The levy will be used to fund black empowerment programmes. Zhuwao, who is Zimbabwean President Robert Mugabe’s nephew, told journalists in Harare on Tuesday that if given the nod, the levy would be operational in 2016. The government expects to rake in US$93 million.
He suggested that in the following year, 2017, the percentage levy should be raised to 12,5%. “The 10% will be levied on companies’ gross revenue,” Zhuwao said. Zimbabwe’s investment law says foreign-owned companies with a capital base of US$500 000 should sell 51% shareholding to locals.
The foreign-owned companies could alternatively cede 10% shareholding to employees, another 10% to community share ownership trusts the companies operate in, and then the remainder of 31% to the National Economic Empowerment Fund.
Zhuwao, who was appointed minister last month, said foreign-owned companies that were yet to comply with the indigenisation laws would be levied the 10%, while those that would have complied would be spared, depending on how far they would have gone with the indigenisation pacts.
“There will be discounts for the companies, with regards to their levels of indigenisation. If a company is 100% indigenously owned, there would be no need to pay the levy. If a company has complied 73% with the indigenous laws, it will get 73% discount,” the indigenisation minister said.

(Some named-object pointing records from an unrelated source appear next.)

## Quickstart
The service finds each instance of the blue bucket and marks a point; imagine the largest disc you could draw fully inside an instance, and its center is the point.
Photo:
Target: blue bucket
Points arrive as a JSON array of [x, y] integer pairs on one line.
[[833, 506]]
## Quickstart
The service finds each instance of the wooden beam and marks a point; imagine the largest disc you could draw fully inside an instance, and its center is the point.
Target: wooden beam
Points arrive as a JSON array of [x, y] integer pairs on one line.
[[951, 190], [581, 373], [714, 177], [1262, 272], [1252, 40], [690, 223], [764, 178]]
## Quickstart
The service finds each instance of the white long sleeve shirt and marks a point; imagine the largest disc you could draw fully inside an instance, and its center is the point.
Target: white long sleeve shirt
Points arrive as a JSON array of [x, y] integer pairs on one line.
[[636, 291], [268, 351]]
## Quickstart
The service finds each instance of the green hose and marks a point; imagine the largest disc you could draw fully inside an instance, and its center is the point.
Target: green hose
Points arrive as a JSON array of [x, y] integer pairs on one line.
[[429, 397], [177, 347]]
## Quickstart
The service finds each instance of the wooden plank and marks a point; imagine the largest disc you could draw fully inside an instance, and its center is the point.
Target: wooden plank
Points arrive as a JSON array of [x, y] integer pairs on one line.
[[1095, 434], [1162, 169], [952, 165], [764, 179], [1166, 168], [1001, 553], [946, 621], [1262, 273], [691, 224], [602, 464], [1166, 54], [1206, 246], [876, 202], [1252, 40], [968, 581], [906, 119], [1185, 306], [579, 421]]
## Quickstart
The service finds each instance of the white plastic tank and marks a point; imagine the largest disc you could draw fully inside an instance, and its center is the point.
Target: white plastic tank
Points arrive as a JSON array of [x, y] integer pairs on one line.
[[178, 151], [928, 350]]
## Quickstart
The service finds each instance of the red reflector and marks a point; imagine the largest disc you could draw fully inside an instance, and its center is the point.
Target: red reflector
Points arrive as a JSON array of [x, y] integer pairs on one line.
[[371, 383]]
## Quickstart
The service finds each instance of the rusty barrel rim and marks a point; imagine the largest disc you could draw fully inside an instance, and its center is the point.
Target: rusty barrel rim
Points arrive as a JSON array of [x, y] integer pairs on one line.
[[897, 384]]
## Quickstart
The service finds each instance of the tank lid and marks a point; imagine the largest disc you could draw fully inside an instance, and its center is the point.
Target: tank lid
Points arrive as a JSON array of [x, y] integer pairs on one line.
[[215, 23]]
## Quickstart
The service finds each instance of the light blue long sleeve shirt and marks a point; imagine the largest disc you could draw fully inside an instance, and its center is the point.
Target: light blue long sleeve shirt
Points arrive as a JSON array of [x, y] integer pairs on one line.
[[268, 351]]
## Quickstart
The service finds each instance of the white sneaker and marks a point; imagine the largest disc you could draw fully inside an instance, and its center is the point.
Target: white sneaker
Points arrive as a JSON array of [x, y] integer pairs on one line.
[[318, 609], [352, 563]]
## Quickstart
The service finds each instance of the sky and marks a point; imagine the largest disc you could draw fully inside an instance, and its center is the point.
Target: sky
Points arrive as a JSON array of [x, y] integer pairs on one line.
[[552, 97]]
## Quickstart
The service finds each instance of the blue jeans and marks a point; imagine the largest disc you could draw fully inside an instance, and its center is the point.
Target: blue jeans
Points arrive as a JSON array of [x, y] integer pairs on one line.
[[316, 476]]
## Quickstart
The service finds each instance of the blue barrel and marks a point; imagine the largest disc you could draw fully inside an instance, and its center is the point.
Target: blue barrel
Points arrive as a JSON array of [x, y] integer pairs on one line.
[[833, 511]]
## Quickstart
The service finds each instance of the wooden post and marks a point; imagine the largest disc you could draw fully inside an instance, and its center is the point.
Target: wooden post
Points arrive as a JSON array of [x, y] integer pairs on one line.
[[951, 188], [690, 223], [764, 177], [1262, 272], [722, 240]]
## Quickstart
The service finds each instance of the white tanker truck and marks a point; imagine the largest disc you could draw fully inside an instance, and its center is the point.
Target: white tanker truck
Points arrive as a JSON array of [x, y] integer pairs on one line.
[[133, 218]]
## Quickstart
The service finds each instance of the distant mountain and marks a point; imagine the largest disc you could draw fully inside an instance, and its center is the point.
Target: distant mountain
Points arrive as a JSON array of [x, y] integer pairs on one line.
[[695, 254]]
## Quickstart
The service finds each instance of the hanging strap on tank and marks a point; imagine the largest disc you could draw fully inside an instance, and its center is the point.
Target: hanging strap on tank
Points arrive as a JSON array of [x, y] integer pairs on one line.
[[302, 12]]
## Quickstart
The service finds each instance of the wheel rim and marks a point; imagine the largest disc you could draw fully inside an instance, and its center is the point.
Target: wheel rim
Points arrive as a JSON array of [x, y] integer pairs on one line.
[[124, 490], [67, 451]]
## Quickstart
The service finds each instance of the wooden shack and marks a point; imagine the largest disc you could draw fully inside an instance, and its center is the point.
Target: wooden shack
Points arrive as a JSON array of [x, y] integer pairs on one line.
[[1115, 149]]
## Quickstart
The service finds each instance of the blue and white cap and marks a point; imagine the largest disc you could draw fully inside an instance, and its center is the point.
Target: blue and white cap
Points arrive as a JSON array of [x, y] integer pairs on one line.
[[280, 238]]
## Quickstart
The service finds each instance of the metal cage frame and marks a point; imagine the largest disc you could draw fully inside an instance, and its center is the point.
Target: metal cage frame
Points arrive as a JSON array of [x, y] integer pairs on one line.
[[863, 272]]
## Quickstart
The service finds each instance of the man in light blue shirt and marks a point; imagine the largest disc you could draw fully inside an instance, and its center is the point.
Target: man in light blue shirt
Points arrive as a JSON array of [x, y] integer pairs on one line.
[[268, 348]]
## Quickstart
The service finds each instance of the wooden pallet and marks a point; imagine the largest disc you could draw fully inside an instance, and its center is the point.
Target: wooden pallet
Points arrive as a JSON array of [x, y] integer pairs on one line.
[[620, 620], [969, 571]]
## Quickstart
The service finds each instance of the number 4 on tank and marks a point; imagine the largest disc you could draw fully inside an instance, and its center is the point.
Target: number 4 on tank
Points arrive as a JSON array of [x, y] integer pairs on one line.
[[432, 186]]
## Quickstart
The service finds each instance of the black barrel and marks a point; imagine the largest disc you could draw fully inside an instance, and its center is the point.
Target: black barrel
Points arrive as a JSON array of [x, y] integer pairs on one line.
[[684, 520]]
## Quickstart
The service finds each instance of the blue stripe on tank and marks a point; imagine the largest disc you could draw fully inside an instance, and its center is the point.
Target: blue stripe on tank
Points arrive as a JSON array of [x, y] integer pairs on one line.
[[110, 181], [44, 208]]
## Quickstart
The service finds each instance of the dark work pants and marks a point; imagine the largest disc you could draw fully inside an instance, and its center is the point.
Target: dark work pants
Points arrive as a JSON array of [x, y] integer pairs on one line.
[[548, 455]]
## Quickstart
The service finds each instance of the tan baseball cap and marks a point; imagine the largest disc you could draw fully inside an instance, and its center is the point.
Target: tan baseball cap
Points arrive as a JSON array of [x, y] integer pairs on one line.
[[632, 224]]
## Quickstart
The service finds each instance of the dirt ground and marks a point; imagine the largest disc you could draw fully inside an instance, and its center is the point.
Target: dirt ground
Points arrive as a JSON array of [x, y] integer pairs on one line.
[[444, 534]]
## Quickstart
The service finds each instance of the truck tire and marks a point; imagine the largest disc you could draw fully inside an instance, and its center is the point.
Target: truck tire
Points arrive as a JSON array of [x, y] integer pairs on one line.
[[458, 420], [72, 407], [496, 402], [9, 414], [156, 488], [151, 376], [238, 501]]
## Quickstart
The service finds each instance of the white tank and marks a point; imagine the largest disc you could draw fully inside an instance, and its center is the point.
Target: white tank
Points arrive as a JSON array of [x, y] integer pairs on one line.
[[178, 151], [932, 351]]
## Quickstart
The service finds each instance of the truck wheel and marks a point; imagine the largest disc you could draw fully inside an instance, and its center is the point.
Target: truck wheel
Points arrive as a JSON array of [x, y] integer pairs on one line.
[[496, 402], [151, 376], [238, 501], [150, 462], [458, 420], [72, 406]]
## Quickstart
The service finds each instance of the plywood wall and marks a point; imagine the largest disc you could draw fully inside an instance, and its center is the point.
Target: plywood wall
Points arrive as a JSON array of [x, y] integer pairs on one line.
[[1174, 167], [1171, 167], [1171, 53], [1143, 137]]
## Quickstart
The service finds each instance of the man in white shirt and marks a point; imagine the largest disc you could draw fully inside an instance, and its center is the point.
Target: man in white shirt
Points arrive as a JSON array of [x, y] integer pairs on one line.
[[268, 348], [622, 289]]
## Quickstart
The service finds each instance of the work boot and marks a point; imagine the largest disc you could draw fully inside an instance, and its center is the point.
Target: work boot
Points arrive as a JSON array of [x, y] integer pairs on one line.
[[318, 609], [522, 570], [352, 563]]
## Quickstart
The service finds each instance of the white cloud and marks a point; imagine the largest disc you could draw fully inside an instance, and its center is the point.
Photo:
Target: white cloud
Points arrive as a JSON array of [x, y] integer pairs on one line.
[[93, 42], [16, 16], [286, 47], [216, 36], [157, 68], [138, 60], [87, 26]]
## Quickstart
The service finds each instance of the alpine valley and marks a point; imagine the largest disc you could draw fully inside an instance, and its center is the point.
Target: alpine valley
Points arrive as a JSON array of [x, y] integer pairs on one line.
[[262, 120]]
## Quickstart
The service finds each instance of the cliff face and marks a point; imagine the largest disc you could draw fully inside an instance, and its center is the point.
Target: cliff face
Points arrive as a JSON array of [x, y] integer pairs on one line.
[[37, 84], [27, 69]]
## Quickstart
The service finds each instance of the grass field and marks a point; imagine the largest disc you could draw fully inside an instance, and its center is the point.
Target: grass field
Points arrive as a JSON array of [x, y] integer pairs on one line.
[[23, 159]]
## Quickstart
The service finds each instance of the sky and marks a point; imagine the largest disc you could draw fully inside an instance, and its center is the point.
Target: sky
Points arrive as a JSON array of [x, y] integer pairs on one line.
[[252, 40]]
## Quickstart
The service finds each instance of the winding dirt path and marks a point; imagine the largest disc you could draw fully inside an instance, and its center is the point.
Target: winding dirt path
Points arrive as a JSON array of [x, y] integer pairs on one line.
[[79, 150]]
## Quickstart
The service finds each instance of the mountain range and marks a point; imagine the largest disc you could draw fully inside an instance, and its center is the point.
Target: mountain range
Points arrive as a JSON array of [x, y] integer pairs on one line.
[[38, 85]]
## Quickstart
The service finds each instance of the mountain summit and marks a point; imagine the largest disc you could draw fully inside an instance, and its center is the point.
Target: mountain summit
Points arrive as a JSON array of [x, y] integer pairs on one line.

Zimbabwe holds its National Economic Empowerment Strategy (NEES) conference next week where critical issues will be identified which will be incorporated into the NEES. “Deliberations will focus on unlocking economic empowerment opportunities in order to ensure that indigenous Zimbabweans participate and contribute meaningfully to the nation’s economic growth and development,” Zhuwao said.
There have been reports in the past of the Youth Fund being looted largely by Zanu PF supporters, of which most of them have failed to repay the loans. Also, fears are that community share ownership scheme funds have been plundered.
There have been calls for Zimbabwe to relax its business environment if it is to woo investors, while government has been urged to do away with or review downwards several taxes such as the export levy.
The International Monetary Fund (IMF) has urged Zimbabwe to rejig its indigenisation policy and simplify the empowerment laws.
The IMF has revised growth prospects for Zimbabwe, from 2,8% down to 1,5%.